3. Açık Kaynak Topluluğuna Geri Verin
Açık kaynaklı bir projeyi çatallamak ve çatalı şirket içinde getirmek, size kod dağıtımı üzerinde daha sıkı kontrol sağlayarak güvenlik sorunlarını azaltmaya yardımcı olacağını düşünmek cazip gelebilir. Bununla birlikte, yakın tarihli bir raporda belirtildiği gibi, bu yolun birkaç dezavantajı vardır. Savunma Bakanlığı’ndan açıklama. Bunlar arasında artan destek riski (kodu kontrol eden birkaç çift gözün kaybı nedeniyle), topluluk tarafından yönlendirilen yeniliklere erişimin azalması ve artan kod bakım maliyetleri yer alır.

Birçok sektör lideri, bir projeyi devretmek yerine, gerektiğinde güvenlik açıklarını ortaya çıkarmak, azaltmak ve yamalamak için açık kaynak topluluğuyla yakın işbirliği içinde çalışır. Çoğu proje gönüllü çabaya dayanır ve herhangi bir kaynak katkısı (geliştirici zamanı, parasal destek ve sunucu alanı gibi ayni bağışlar dahil) bir projeyi kullanan herkese fayda sağlayacaktır.

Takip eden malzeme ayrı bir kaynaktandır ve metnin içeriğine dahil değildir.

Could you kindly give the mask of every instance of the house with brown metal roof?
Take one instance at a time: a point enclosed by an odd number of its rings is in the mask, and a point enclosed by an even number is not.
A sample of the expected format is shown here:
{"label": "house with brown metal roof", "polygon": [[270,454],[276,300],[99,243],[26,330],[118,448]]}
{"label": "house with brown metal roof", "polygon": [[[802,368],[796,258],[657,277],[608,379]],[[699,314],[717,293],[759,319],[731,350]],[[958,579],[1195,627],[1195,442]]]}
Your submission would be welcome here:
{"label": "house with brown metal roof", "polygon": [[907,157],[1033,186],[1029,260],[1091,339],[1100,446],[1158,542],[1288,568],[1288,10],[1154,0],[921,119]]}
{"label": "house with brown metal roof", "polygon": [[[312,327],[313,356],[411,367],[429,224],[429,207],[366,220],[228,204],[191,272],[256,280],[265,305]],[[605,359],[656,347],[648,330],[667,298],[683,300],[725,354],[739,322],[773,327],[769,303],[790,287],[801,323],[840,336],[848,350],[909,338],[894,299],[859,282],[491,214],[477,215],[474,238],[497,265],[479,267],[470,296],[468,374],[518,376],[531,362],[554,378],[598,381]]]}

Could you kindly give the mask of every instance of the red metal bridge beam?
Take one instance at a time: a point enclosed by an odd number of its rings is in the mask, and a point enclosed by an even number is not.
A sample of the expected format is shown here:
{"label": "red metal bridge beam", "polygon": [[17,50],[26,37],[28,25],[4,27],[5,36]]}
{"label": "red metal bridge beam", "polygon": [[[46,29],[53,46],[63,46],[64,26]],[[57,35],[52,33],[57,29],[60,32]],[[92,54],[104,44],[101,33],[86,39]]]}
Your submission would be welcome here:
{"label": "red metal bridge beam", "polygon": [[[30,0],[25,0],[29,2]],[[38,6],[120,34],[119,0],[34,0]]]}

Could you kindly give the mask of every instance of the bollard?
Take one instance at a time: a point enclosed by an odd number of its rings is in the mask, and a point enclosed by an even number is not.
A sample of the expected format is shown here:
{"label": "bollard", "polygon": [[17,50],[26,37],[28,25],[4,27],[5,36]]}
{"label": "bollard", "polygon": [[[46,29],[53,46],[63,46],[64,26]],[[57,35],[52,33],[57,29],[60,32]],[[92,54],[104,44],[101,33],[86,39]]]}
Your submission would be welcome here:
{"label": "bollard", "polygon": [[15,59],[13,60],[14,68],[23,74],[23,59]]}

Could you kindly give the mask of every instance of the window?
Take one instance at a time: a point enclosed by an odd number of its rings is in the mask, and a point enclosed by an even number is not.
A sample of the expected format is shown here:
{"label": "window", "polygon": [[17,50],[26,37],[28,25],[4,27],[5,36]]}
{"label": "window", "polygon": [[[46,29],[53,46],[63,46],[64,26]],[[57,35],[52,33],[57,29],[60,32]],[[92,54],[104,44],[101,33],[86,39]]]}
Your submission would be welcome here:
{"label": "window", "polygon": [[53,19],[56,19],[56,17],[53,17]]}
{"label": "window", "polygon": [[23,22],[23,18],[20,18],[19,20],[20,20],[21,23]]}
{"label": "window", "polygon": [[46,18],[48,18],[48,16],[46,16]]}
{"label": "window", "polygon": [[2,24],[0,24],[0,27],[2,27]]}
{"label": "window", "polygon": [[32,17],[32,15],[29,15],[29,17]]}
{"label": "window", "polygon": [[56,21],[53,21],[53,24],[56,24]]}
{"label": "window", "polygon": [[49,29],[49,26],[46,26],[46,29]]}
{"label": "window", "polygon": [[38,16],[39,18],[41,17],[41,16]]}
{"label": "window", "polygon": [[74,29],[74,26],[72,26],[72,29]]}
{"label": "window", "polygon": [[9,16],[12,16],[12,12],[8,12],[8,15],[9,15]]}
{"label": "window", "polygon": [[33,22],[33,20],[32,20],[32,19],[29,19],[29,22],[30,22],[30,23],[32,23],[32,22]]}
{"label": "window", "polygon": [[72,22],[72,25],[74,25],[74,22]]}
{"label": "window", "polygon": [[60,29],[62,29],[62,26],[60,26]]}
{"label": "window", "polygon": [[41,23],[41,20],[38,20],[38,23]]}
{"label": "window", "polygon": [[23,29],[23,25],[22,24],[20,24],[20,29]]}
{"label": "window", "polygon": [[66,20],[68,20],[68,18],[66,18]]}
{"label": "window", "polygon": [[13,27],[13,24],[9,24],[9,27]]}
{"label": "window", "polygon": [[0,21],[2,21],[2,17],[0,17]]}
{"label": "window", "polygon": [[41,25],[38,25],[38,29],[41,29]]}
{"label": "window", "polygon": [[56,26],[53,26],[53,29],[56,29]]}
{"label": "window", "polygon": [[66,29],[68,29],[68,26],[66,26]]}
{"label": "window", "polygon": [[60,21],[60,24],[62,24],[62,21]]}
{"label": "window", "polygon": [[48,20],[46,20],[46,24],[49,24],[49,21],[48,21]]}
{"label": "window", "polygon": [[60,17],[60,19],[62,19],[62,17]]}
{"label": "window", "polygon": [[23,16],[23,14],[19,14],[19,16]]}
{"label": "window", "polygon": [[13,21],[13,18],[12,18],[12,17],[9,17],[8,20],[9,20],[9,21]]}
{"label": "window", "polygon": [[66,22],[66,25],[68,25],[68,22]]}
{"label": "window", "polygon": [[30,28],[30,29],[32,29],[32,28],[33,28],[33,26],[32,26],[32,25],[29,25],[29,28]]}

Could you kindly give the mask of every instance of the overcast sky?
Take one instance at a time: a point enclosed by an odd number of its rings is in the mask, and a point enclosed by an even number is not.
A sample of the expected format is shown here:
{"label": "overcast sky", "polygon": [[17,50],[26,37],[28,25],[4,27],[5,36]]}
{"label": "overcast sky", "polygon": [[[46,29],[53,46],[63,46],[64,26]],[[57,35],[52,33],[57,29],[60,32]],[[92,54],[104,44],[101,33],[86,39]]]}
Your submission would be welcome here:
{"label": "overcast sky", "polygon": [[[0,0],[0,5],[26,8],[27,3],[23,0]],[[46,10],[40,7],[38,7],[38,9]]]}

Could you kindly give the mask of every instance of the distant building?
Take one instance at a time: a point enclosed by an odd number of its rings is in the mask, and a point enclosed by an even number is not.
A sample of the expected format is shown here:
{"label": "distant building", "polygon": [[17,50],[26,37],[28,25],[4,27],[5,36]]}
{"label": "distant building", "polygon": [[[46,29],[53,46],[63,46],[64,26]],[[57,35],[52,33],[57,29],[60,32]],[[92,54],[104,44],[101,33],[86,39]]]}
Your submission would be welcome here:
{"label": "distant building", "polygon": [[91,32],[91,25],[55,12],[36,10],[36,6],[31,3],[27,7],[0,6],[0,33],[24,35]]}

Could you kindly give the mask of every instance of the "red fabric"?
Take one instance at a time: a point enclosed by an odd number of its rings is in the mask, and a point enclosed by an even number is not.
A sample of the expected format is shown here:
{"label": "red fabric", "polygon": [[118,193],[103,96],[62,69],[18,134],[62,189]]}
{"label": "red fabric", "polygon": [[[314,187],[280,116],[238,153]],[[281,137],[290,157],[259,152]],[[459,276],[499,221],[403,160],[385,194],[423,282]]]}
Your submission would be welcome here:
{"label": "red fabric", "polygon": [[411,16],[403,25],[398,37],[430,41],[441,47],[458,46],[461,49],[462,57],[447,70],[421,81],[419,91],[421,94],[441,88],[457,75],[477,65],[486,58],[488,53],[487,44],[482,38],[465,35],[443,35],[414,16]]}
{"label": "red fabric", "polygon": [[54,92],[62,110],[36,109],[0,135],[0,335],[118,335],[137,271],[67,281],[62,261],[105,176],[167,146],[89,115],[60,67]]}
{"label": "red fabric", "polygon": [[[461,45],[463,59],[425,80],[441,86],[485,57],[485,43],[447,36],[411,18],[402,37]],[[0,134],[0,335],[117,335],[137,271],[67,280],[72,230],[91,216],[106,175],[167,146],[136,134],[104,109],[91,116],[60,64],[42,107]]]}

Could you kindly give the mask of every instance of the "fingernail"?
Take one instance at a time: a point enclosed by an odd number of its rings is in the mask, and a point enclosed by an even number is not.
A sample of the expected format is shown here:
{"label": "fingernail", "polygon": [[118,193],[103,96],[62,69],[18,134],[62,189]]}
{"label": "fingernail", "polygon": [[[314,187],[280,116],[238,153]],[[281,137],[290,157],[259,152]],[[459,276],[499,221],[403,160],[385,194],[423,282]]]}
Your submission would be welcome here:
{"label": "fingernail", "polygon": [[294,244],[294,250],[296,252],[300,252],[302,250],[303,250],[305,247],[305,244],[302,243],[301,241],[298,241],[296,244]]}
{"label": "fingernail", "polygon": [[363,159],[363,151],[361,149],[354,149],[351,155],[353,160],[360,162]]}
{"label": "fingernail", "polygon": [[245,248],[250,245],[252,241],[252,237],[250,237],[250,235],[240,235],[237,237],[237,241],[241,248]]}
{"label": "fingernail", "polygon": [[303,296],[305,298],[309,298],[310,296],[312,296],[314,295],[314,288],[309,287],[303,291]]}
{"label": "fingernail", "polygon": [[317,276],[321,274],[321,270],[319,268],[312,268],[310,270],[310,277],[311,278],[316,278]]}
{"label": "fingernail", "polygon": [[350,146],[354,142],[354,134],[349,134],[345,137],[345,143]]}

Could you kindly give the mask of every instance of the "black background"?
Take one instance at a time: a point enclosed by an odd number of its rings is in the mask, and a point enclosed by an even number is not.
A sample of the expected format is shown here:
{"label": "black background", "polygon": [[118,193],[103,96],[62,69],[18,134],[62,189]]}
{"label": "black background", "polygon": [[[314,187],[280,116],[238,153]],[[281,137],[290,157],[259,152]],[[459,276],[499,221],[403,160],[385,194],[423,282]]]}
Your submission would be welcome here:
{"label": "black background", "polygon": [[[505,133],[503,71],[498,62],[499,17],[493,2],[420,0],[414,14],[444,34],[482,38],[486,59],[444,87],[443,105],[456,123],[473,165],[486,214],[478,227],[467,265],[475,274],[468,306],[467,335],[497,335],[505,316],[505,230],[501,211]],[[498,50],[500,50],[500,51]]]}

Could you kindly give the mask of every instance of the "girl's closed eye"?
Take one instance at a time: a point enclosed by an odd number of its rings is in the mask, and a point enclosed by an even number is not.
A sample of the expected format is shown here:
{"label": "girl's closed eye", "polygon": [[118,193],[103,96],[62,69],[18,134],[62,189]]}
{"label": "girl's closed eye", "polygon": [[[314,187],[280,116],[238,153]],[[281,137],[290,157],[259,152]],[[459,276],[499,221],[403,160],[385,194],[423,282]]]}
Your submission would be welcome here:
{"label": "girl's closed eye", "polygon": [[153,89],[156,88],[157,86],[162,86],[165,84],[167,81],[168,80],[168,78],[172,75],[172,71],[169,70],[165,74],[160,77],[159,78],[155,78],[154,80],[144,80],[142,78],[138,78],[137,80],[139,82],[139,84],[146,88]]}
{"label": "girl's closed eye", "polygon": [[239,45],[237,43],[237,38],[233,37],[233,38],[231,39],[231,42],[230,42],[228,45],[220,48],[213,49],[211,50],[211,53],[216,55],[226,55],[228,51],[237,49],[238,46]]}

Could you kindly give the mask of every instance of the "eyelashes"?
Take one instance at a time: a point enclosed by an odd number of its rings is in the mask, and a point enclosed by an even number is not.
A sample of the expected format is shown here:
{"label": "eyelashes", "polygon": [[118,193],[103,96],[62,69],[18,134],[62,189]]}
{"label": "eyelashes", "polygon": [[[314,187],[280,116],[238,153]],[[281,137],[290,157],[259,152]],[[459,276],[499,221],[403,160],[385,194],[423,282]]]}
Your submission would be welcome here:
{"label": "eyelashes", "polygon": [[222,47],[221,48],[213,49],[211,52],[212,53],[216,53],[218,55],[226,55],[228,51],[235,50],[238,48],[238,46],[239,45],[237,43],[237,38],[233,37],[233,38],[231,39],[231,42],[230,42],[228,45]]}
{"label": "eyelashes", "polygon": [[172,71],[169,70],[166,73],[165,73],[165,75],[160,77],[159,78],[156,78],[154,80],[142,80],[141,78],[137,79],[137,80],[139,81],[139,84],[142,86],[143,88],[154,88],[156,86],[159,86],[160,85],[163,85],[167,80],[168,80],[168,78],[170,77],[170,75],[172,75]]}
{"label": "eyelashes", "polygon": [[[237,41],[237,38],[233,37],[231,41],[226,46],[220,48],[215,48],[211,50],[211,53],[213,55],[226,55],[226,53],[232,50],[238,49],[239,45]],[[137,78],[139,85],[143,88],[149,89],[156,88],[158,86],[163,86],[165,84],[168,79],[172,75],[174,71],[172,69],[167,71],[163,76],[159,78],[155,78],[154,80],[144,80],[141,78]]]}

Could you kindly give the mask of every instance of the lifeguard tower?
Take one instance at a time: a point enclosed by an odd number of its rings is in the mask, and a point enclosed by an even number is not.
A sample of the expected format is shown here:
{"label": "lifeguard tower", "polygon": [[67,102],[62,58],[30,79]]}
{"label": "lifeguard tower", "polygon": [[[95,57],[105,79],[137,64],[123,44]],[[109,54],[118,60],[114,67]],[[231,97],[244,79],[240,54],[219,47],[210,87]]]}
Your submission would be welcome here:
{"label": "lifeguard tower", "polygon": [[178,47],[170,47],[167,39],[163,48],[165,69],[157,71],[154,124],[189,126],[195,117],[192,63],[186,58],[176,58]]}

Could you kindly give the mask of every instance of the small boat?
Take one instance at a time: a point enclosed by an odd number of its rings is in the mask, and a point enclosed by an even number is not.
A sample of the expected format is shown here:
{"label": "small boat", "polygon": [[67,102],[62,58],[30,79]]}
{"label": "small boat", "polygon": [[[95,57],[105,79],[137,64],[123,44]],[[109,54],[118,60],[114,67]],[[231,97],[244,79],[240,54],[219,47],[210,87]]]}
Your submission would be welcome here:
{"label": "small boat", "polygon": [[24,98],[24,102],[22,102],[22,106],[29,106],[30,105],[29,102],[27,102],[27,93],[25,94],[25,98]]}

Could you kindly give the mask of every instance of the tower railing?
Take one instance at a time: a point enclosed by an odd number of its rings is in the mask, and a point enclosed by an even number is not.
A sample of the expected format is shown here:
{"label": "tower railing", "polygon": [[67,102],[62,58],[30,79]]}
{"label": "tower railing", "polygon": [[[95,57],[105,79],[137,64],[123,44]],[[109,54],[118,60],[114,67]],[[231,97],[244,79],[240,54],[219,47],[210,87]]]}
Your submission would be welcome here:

ÇözümGüvenlik bir yolculuktur ve herkes farklı bir hızda ilerler. Sektörünüz, kaynak seviyeniz ve uzmanlığınıza uygun sistemler ve stratejiler uygulamak önemlidir. Aynı zamanda, güvenlik duruşunuzu sürekli olarak iyileştirmeye ve daha karmaşık uygulamaları benimsemeye değer. Siber tehdit ortamı sürekli gelişiyor, bu nedenle teknoloji uzmanları olarak gelişmek ve uyum sağlamak, korunmak, güvende kalmak ve bir adım önde olmak için bize düşüyor.